On Psychology

Jewish World Review Aug. 25, 1999 / 14 Elul, 5759


Dr. Wade Horn

Shining a Light in the Darkness

By Dr. Wade F. Horn

I'VE GOT SOME BAD NEWS for the American Psychological Association (APA). An awful lot of people no longer trust you. And not without reason.

First, the APA published an article in one of its premier journals advocating that the term child sexual abuse be replaced with the more "value neutral" term "adult-child sex" when a boy or girl under the age of 12 years consents to having sex with an adult and suffers no long term harm. Just how a six year old child can ever consent to having sex with an adult, this esteemed article did not say.

Then, the APA chose to publish an article declaring that fathers (or mothers, for that matter) do not contribute anything "unique or essential" to the well-being of children and that there is "no evidence" that marriage really matters to children.

Econophone In reaction to these two articles, I asked the readers of my column to give me advice as to whether I should resign my membership in the APA in protest or whether I should stay and keep an eye on them.

Out of over three hundred responses, nearly 85% recommended that I remain a member of the APA -- not because the APA is a respected scientific/professional organization with which I should proud to be a member, but because the APA, in their opinion, has been taken over by a bunch of left-wing loonies who need to be monitored.

Here's a sampling of my readers' comments: "If you can stand it, remain a member of the APA and use what influence you can to try to bring back a sense of reason and logic." "Stay with them, protest loudly, and keep an ever watchful eye on them." "Stay in the APA, grit your teeth, and drive them nuts!" "If you leave the APA, there will be only the morons left!" "Keep blowing the whistle on these bozos." "Stay a member and fight this new age gobblely-gook."

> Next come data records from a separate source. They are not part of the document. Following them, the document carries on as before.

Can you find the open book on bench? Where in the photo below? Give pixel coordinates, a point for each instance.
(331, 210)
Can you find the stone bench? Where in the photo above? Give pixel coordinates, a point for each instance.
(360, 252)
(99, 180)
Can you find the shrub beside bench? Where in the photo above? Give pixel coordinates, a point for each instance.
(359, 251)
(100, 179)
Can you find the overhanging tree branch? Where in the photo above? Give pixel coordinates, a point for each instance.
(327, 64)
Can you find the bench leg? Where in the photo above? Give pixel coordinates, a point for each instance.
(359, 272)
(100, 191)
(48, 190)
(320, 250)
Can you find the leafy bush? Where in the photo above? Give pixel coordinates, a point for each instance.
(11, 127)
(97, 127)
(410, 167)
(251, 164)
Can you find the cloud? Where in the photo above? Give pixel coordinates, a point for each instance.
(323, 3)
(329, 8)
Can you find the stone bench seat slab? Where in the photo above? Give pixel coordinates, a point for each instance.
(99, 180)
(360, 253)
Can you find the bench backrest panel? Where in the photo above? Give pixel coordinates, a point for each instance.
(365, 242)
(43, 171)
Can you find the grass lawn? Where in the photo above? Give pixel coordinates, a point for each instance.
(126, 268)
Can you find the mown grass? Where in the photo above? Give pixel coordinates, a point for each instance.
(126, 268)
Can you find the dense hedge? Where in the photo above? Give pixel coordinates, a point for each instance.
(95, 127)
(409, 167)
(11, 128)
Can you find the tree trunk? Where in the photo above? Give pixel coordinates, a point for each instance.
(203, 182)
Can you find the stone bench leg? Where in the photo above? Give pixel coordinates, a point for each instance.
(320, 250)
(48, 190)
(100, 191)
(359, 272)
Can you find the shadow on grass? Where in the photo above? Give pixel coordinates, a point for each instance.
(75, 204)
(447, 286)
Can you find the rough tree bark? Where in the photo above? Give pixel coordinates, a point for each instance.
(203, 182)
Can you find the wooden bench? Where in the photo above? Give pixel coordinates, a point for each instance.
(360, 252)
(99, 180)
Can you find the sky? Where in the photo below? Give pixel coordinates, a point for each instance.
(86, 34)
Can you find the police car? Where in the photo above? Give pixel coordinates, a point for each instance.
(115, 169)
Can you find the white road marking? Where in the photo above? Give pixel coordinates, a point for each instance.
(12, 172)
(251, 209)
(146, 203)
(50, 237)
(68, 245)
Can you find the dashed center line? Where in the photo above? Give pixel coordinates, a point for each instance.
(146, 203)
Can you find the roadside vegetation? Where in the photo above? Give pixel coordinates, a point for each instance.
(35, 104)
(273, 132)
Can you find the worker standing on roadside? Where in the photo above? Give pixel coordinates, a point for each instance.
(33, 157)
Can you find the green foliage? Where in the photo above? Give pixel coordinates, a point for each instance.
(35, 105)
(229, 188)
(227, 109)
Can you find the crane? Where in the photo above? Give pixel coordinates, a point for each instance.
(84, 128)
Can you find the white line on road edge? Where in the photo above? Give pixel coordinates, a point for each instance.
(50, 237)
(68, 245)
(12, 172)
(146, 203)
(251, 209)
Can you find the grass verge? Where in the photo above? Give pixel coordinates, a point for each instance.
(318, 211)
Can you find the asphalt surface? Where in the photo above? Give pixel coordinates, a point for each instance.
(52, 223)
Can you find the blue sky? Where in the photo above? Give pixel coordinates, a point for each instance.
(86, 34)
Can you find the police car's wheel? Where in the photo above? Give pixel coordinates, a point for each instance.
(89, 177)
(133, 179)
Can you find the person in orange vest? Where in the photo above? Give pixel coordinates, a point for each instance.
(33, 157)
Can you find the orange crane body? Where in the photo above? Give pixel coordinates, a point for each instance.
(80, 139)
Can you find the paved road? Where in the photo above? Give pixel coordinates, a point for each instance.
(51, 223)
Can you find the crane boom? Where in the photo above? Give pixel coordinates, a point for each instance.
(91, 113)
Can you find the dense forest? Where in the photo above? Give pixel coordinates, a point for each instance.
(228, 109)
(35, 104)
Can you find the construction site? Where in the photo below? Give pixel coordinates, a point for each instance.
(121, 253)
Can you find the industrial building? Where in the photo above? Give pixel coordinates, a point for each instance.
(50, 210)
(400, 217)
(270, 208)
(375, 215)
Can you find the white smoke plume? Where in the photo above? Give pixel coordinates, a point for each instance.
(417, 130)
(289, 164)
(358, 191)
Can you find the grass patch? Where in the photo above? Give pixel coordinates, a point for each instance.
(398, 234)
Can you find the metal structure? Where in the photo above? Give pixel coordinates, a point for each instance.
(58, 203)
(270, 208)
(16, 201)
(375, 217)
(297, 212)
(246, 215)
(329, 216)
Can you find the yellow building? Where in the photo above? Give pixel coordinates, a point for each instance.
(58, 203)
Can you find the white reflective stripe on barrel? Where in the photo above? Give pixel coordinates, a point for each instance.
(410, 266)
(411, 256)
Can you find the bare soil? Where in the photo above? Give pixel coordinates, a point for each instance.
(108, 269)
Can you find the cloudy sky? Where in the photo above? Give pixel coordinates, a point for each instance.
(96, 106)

Although one reader signed his response, "Dad of two, husband of one, and lifetime member of the vast right wing conspiracy," nearly a quarter of the responses were from women. Lorraine, for example, wrote "These people truly scare me and I fear the further damage they'll do to our traditional families and our children if they're allowed to continue spewing their radical ideas unchecked." Donna added this piece of wisdom, "Stay a member and fight. As Harry S. Truman said, 'To bury your head in the sand does not cure the problem of flies on your tail.'" Gloria simply wrote, "Hangeth thou in there!"

Many suggested that I not only stay a member, but try to actively change the APA. Several suggested that I run for president of the APA (now, wouldn't that be fun!). Others urged me to organize other like-minded psychologists and set up an alternative professional association. And there was this helpful suggestion: "Why don't you sue the APA for, say, academic malpractice?"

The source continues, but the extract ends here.